La prensa de Barcelona lleva una temporada poniendo énfasis en el cierre de establecimientos emblemáticos, que llevaban muchos años funcionando y que, al final, desaparecen, o cambian de negocio o de localización. Una pérdida, claro, al menos sentimentalmente, y como tal la presentan los medios de comunicación, haciéndose eco de argumentos como “nadie nos ha ayudado”, “los impuestos nos consumen”, “el ayuntamiento no hace nada por salvarnos” o “los clientes nos han abandonado”.
Es verdad: la culpa es siempre de los demás. “Alguien” debió haber hecho algo por nosotros. La economía es exigente. A pesar de la sociedad de la opulencia en que vivimos, los recursos son escasos. Si tu negocio no tiene futuro, si tus clientes no te compran, ¿alguien tiene obligación de ayudarte, si esto significa dedicar recursos a un comercio sin demasiado futuro, cuando hay tantes necesidades que atender? ¿Tiene el propietario del local que renunciar a unos ingresos, si tu empresa no puede pagar el alquiler?

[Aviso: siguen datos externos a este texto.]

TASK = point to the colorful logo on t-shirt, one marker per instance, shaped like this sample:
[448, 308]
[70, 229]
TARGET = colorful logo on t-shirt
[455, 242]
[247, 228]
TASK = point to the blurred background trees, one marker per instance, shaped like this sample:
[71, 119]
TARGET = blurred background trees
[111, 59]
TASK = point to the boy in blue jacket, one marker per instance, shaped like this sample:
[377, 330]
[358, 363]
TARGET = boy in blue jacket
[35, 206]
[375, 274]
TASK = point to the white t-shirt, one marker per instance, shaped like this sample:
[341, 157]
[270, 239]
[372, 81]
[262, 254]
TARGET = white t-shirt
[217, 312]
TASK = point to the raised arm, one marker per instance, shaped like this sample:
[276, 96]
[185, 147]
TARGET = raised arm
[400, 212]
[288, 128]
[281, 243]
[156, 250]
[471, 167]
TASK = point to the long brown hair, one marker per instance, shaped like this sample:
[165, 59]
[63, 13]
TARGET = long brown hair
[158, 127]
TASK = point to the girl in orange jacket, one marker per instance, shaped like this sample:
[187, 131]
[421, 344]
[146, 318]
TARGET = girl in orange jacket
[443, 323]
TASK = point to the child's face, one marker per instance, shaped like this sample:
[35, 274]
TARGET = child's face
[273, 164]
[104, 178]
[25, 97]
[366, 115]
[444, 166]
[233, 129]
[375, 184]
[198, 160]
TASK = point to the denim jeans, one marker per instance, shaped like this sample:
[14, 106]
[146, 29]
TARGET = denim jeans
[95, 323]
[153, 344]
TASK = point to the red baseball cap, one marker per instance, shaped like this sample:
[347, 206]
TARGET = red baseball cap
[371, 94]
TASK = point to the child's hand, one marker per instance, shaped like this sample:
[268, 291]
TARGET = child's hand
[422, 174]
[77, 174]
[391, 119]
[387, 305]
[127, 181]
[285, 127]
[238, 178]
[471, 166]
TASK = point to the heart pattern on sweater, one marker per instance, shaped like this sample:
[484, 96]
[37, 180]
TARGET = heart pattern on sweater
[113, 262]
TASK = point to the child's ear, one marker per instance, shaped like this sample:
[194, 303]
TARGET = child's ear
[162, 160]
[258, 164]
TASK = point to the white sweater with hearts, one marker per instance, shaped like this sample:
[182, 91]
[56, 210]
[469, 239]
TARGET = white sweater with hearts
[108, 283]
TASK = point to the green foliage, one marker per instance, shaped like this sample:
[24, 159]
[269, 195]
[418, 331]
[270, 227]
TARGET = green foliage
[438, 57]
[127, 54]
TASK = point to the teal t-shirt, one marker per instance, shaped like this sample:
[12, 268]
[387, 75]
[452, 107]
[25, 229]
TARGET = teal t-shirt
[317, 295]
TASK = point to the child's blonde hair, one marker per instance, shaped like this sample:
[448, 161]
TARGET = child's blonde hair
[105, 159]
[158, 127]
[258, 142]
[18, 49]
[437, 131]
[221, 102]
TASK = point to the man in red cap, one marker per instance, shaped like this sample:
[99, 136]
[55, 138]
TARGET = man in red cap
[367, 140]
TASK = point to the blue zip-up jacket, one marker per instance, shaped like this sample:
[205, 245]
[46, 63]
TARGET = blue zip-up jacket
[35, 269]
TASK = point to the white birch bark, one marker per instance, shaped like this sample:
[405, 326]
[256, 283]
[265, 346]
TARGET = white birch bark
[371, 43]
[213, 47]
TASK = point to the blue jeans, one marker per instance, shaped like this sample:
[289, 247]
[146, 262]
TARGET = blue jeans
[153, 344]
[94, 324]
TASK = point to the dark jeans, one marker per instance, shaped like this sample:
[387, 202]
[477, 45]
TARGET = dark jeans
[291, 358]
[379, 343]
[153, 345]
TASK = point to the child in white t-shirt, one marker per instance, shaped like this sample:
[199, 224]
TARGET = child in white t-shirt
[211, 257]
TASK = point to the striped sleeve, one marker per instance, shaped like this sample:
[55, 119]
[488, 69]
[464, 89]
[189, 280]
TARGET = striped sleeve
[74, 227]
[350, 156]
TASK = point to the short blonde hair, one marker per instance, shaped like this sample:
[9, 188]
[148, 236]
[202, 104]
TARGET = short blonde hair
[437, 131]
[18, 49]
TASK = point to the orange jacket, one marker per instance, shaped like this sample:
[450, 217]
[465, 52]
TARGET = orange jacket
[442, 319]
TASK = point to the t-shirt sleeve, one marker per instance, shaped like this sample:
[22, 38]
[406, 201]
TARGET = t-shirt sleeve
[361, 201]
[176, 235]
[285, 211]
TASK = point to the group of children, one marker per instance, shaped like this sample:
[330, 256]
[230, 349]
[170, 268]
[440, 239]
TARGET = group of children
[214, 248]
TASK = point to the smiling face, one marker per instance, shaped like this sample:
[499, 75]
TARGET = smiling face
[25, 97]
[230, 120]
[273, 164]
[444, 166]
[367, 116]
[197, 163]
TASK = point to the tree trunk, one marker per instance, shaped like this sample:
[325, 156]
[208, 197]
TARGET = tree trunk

Todo suena a muy lamentable, pero esa es la exigencia de la eficiencia. La eficiencia es buena: es usar los recursos del modo más adecuado, aunque no sea el que a nosotros nos gustaría. Y esto vale para las tiendas antiguas (la noticia que provoca mi comentario es el cierre de una tienda de venta de disfraces) y para las nuevas, y para todas las empresas. Por eso, cuando los gobiernos dicen que un banco es “demasiado grande para dejarlo quebrar”, lo que está confesando es que el poder político del banco, o sea, de sus gestores, es demasiado grande. Probablemente debió quebrar ya hace unos cuantos años, y el intento de salvarlo es, simplemente, un mal uso de los recursos de todos. Puede haber excepciones, claro: cerrar un hospital para gente sin recursos porque no es “eficiente” desde el punto de vista económico puede no ser la mejor decisión, porque la eficiencia no es el único criterio. Pero me parece que esto no vale para una tienda de disfraces, cuya función social es eminentemente económica.